I’ve told people before not to hand over their DNA. But now I plead on behalf of everyone you’re related to! Do you really want your desire to find out whether you’re 1/10000 Cherokee to interfere with your kindergarten teacher brother’s ability to live his life in peace, unaffected by your petty thief of a third cousin?

Everything Has Changed

California Leads on Electronic Privacy. Other States Must Follow, ACLU, Oct. 13, 2015

“The California Electronic Communications Privacy Act (“CalECPA”) breaks from the archaic “180-day rule” in federal law and replaces arbitrary distinctions between “electronic communications services” and “remote computing services” with a single rule for any online service: Get a warrant.. . . But what happened in California doesn’t have to stay in California.. . . Federal ECPA reform has moved at a glacial pace, with even modest reform a challenge  to enact despite 300 hardcore supporters in the House alone. CalECPA shows that states don’t have to wait for D.C. — they can lead it instead.. . . Who’s next?”
Note: I had the pleasure of working with the author of this article, Chris Conley, last Fall. The ACLU worked tirelessly with many others (“CalECPA was supported from the outset by tech giants like Google, Facebook, and Apple as well as more traditional civil rights and civil liberties organizations and community groups”) to make this change happen. All those involved made possible what was previously viewed as nearly impossible, and they all deserve a giant THANK YOU!!!

Keep Your Ey-eyes Open

Tesla’s Model S Autopilot Still Requires A Driver Behind The Wheel, Slate, Oct. 15, 2015

“The T stands for “turn down your expectations.””

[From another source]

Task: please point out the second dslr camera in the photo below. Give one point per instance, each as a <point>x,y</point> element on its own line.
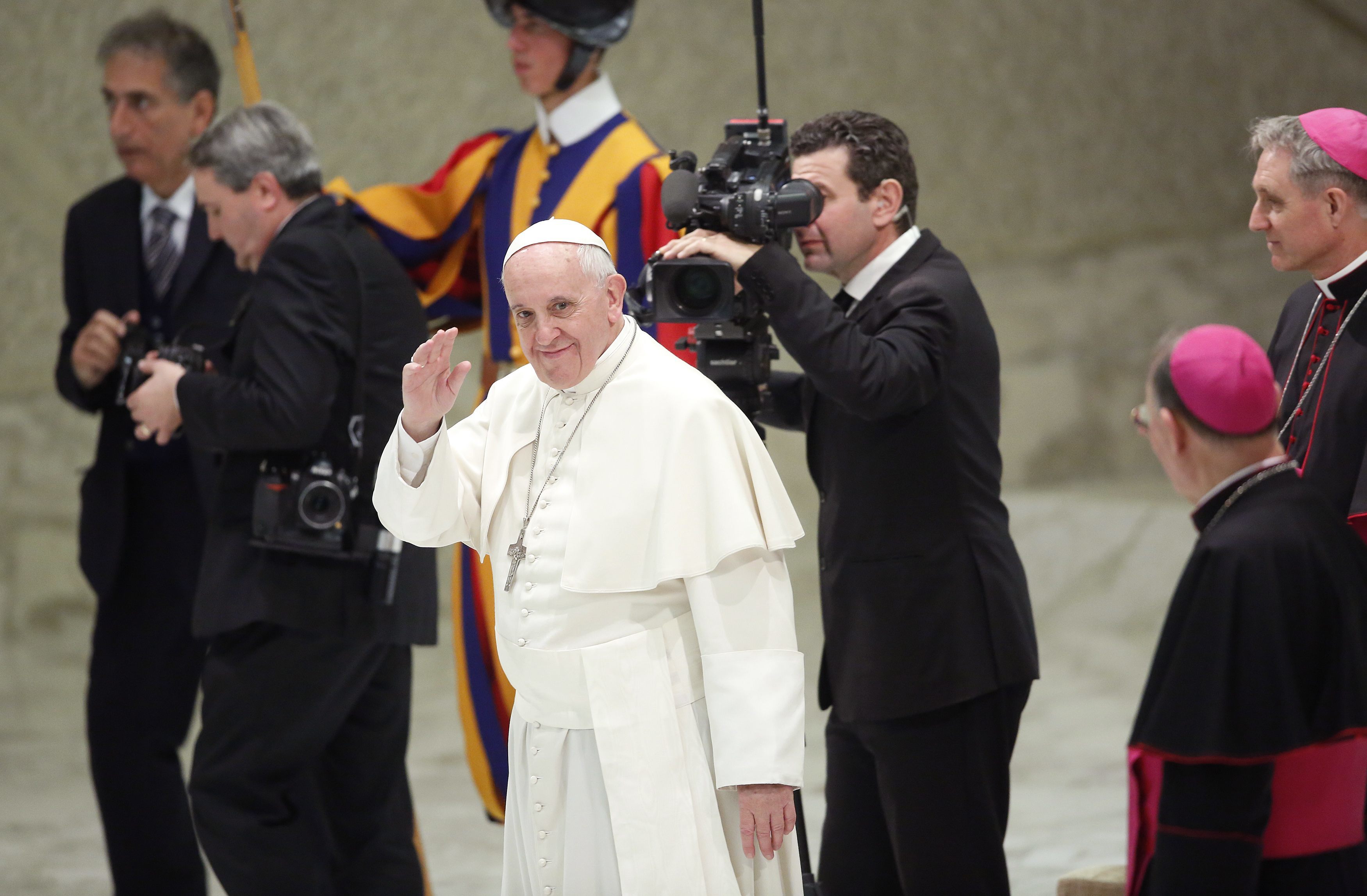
<point>137,343</point>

“As those who’ve demoed the Model S update already have seen, the car actively works to make sure that the driver doesn’t drift off. When the autopilot system is activated, it occasionally tells you to put your hands back on the wheel “to make sure you’re still there.” And with good reason: While the system can read speed limit signs, it doesn’t know how to recognize traffic lights yet. (Though that capability, which is already showing up in other smart cars, may be around the corner.)”
Note: I, for one, am incredibly disappointed to hear this 😉 For real though, if it’s going to assist with parallel parking, I should be able to step out of the car, press a button, and tell it to pull into a tight parking space so that I don’t need to open the doors. Come on guys. Step up. You managed Biohazard mode (Tesla unveils the Model X (Wired UK), Wired, Sep. 30, 2015 “yes, it also has a set of ridiculous folding ‘falcon’ wings, and a specific button to guard against biohazards. This is a Tesla after all.“), this is the least you could do.

How to Protect Yourself from NSA Attacks on 1024-bit DH, EFF, Oct. 15, 2015
In this article, the Electronic Frontier Foundation presents “some practical tips to protect yourself from the surveillance machine, whether you’re using a web browser, an SSH client, or VPN software.”
Note: This is pretty highly technical, so this link is more me pointing the more tech-savvy of you towards a resource than translating it.

I Almost Do

Facebook Wants You To Spend All Your Time On Facebook, The Washington Post, Oct. 16, 2015
“The company’s testing new video tools that further its not-at-all secret plan to take over the world by supplanting the Web with its own apps.”